Google has rolled out AI technology capable of predicting early signs of disease based on sound. HeAR is a bioacoustic foundation model trained on 300 million pieces of audio data from around the world that can detect subtle differences in cough patterns. The AI can be loaded onto a smartphone and could become a critical tool in early detection of diseases, such as tuberculosis, in areas where expensive diagnostic hardware isn’t available. Google is also researching a model that uses ultrasound for early breast cancer detection.
Earlier this year, Google introduced HeAR, a bioacoustics LLM designed for researchers building task-specific models that learn to listen to sounds and flag early signs of disease. The LLM was trained on 300m pieces of diverse multinational audio data, able to distinguish 100m cough sounds.
The goal is to deploy the tech on smartphones that track populations in underserved geographies, replacing expensive diagnostic means such as X-ray and radiologists, tackling the world’s top infectious killer – undiagnosed Tuberculosis (TB).
The target business model is to offer the AI to health workers with low training to triage patients for further investigation and treatment.
Yet there are several projects out there that apply digital biomarkers, all suffering from the same limitations on the path to real-life impact as many software medical devices do.

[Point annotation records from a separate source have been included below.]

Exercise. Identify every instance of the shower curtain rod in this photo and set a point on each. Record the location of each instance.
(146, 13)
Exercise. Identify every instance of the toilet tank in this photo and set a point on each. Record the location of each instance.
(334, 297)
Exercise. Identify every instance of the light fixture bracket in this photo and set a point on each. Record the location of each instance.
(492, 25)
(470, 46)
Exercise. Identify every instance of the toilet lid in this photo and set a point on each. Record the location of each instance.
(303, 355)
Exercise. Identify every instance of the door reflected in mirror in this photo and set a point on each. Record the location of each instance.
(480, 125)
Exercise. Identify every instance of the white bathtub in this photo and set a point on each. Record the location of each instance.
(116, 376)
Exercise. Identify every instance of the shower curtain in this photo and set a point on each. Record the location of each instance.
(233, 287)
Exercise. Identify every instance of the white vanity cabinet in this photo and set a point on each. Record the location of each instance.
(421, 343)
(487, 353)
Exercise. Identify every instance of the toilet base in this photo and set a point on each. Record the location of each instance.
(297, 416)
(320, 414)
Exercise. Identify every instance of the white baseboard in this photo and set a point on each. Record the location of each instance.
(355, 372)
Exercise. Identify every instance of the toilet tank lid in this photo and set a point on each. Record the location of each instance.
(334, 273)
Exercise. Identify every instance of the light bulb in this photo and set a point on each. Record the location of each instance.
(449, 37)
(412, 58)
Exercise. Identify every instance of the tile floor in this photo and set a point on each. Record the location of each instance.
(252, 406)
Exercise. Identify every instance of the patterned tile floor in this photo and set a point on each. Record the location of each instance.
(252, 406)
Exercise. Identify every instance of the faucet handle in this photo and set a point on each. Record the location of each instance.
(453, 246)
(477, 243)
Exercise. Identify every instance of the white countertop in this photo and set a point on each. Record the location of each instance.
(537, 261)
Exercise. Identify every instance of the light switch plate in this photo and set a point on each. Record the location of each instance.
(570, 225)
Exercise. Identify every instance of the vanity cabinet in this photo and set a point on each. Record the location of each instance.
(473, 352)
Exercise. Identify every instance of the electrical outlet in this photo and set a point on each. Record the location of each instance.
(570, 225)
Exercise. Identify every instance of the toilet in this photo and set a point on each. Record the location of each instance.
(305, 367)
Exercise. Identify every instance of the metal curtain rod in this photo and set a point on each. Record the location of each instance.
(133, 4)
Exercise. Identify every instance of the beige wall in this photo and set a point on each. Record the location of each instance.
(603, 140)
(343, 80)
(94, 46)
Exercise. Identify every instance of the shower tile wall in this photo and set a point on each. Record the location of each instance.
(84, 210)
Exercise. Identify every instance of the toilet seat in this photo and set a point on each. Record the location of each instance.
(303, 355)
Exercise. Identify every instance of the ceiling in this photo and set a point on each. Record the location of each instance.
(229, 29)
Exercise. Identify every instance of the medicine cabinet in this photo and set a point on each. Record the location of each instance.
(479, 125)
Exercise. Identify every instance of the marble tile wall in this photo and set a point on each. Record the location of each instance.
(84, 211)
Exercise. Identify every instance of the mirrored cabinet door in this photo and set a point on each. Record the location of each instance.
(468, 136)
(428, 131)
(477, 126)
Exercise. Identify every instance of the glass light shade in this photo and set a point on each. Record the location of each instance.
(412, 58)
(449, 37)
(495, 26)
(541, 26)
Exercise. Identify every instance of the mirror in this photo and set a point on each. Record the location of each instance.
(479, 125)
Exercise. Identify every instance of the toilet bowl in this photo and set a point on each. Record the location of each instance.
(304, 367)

They lack evidence that proves the clinical robustness of the tools. At the same time, the translational chasm must be bridged to leverage the significant knowledge mobilization potential of LLM technology.
- Accessing diverse and large data sets is critical to deploy and refine their advanced learning capabilities with several connected downstream applications where anchoring can take place. Specifically to:Test the foundation model with different clinical data sets/ patient contexts/ demographics – e.g., to test an ability to distinguish the “TB sounds” from other aetiologies associated with underlying comorbidities that may be “masking” sounds.
- Offer the opportunity to test the model’s clinical efficacy in specific downstream applications submitted for marketing approval as medical devices, at the same time improving the performance of the LLM with reference to specific vulnerable groups.
- Produce the volume and quality of real-world clinical evidence that can be used to assess the technology for cost-effectiveness and add it to reimbursable clinical pathways.
- Ensure that the LLM does not collapse or hallucinate with the synthetic data it produces while learning and that specific patient groups are not negatively racialized and thus excluded from the early treatment the LLM-powered devices implement.
For this purpose, the HeRA team aims to collaborate with several clinical ecosystems, including The StopTB Partnership, a UN-hosted organization that aims to end TB by 2030.